Wild Things…
Spring Bird Migration
By Karen Vizzi
    The peak of spring bird migration is almost upon us! It’s a very exciting time for us bird lovers because it’s a chance to see different species pass through our gardens on their way to summer nesting grounds…species we would not normally see there at any other time of year. I find I have my very best sightings during the first and second weeks in May. Last May 6th I had visits from 3 different warbler species - a yellow, a yellow-rumped and a magnolia - all within the time span of one hour.
     What makes the spring migration so special is that many songbirds have already molted to colorful breeding plumage and are easier to identify. In fall when they make their way south, songbirds have usually molted to drabber winter plumage and are not as easy to spot. I like to make my wild garden as bird-friendly as possible all year round but especially during migration periods. 
     This is the time when you want to be sure all your birdbaths and feeders are kept clean and filled. Keep a careful eye on hummingbird feeders, which can develop bacteria quickly. To feed hummingbirds, I use a standard formula of 1 cup white sugar to 4 cups water, which I boil and allow to cool before filling.

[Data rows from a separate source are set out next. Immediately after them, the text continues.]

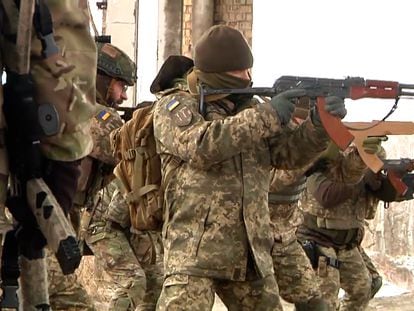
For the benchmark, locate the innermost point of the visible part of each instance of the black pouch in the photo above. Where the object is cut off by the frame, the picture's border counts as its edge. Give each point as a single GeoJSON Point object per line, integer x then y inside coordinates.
{"type": "Point", "coordinates": [311, 250]}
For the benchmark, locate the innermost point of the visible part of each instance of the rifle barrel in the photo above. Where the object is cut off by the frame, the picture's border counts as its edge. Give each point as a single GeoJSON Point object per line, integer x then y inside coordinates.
{"type": "Point", "coordinates": [264, 91]}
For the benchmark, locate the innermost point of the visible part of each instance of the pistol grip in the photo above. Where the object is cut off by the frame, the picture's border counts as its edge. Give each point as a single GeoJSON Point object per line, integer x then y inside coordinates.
{"type": "Point", "coordinates": [397, 182]}
{"type": "Point", "coordinates": [333, 126]}
{"type": "Point", "coordinates": [371, 160]}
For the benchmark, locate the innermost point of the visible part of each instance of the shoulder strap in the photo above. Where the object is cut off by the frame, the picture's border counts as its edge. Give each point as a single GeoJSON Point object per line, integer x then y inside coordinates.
{"type": "Point", "coordinates": [24, 35]}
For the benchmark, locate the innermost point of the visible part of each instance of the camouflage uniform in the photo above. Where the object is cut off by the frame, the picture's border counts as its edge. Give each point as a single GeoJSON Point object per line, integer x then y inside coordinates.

Adding red dye or food color to this mixture is not a good idea! Instead, select feeders that have red parts (like fake flowers) as your attractant. If the hummers don’t drink it all, this mixture should be changed every few days to keep it from spoiling. As the days grow hotter, check it daily. I wash hummingbird feeders out with a solution of vinegar and water, never soap.
     In addition to seed, other treats to offer at this time of year can include orange halves and a few dollops of grape jelly. Orioles will be especially grateful. If you are not squeamish, try putting out some mealworms or dehydrated grubs (available at specialty bird shops). As birds begin the breeding process, they will be looking for the extra protein they find in insects. I also mix eggshells that have been baked and crushed into my feeder seed. Breeding females need the extra calcium.
     Another way to help your feathered friends during this important time is to offer nesting materials. I take an old mesh onion bag and fill it with dryer lint, dog hair (which is never in short supply at my house) and small pieces of raffia and straw. Never include long strands of anything, as this may be harmful to hatchlings. Then I hang the bag where I can see which birds might use my junk to build their nest.
     Although no one wants to think about fall right now, keep in mind that the same birds we now see heading north will eventually head south. So when you are selecting shrubs and plants this spring, choose those that will have some kind of value in the wild garden. Shrubs and plants that bear fruit, seeds and berries will be the most likely to attract attention during the journey south.
     The funny truth is that I know that my avian visitors will most certainly go about the cycles of their life without any help from me.  But participating even just a little bit brings it closer to my eyes and closer to my heart.
    Bird Brainers: Watch carefully now and you will see many birds selecting materials for their nests.
    Butterfly Bullets: This week’s predicted warm temperatures may bring a lot of butters out of hiding early. I spotted quite a few red admirals this past week.
     Plant Pointers: It’s a good time to plant the seeds of lettuces. Be sure to do successive sowings every two weeks to keep fresh salad on the table all summer.